Findmypast (FMP) software engineering practises and operational practices have changed considerably over the last few years. We’ve moved from a “classic” monolithic web service, where deployments to production were applied possibly weeks after the end of a sprint, to a microservices approach where we have continuous deployment to production and the majority of the FMP service is managed by Kubernetes.
The third blog post detailed how we migrated to deploying our production services into Kubernetes. This fourth blog post details how we configured our production Kubernetes environment for high availability.

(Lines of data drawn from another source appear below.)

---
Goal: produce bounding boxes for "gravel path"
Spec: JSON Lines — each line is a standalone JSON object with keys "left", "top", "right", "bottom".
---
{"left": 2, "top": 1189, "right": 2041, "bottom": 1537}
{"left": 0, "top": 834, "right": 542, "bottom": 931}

The Journey to High Availability Kubernetes
For a few months, everything went well with the Kubernetes cluster. Our automation helped us upgrade Kubernetes on production a number of times without incident, until - of course - we had an incident with the Kubernetes master control node. A reboot of the control node failed to start the server correctly - the root disc was marked as read-only. After 10 mins or so, the worker nodes started to complain that they couldn’t talk to the API server and services began to fail.
The outage didn’t last too long - 20 mins or so - but once service was restored our attention turned to avoiding this situation in the future. Clearly, we needed high availability in case the master node threw more issues at us.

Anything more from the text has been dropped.